One reason the unemployment rate may have remained persistently high: The sharp cuts in state and local government spending in the wake of the 2008 financial crisis, and the layoffs those cuts wrought.

The Labor Department’s establishment survey of employers — the jobs count that it bases its payroll figures on — shows that the government has been steadily shedding workers since the crisis struck, with 586,000 fewer jobs than in December 2008. Friday’s employment report showed the cuts continued in April, with 15,000 government jobs lost.

But the survey of households that the unemployment rate is based on suggests the government job cuts have been much, much worse.
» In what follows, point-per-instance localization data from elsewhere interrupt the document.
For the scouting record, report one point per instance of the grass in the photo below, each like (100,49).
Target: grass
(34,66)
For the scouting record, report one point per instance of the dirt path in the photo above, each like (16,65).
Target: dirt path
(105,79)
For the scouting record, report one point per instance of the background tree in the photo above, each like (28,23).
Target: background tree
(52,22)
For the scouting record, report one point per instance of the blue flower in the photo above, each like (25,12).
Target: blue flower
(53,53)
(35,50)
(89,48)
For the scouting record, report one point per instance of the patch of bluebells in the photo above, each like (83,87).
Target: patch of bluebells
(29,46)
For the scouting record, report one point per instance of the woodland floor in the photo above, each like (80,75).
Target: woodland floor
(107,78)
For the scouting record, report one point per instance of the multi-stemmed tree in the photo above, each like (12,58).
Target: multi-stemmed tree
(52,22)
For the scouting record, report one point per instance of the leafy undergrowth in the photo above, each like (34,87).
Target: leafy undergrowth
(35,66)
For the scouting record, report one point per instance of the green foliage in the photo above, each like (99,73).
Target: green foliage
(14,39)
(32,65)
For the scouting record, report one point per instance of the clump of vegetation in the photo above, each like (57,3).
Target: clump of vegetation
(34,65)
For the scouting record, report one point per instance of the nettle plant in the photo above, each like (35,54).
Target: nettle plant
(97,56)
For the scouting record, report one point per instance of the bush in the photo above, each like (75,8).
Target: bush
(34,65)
In April the household survey showed that that there were 442,000 fewer people working in government than in March. The household survey has a much smaller sample size than the establishment survey, and so is prone to volatility, but the magnitude of the drop is striking: It marks the largest decline on both an absolute and a percentage basis on record going back to 1948. Moreover, the household survey has consistently showed bigger drops in government employment than the establishment survey has.

The unemployment rate would be far lower if it hadn’t been for those cuts: If there were as many people working in government as there were in December 2008, the unemployment rate in April would have been 7.1%, not 8.1%.
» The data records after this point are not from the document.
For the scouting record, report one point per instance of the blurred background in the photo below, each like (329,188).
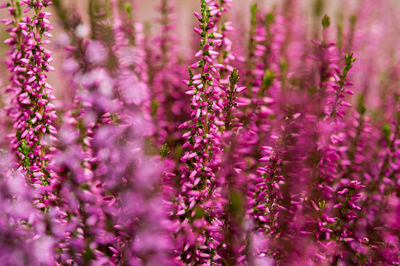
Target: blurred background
(382,23)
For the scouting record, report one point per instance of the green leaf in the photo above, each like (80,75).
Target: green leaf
(164,150)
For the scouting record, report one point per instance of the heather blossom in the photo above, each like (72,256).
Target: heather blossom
(279,144)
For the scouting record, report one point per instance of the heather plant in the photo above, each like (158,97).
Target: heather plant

Ceteris is rarely paribus, of course: If there were more government jobs now, for example, it’s likely that not as many people would have left the labor force, and so the actual unemployment rate would be north of 7.1.

Economist Jared Bernstein adds:

A few additional points, if I may:

  • these are real jobs by real people of the type you see everyday when you drop your kid off at school, get a speeding ticket (whoops…bad e.g., but you know what I mean), or pass a firehouse. You see their work when you go to a soccer game at a public field that’s in decent shape or stroll in a public park.
  • there’s a significant multiplier to state and local spending, both in terms of contracting out work to private entities and spending by public workers in their communities (Zandi puts it at 1.4–for a dollar of state fiscal relief, GDP grows $1.4).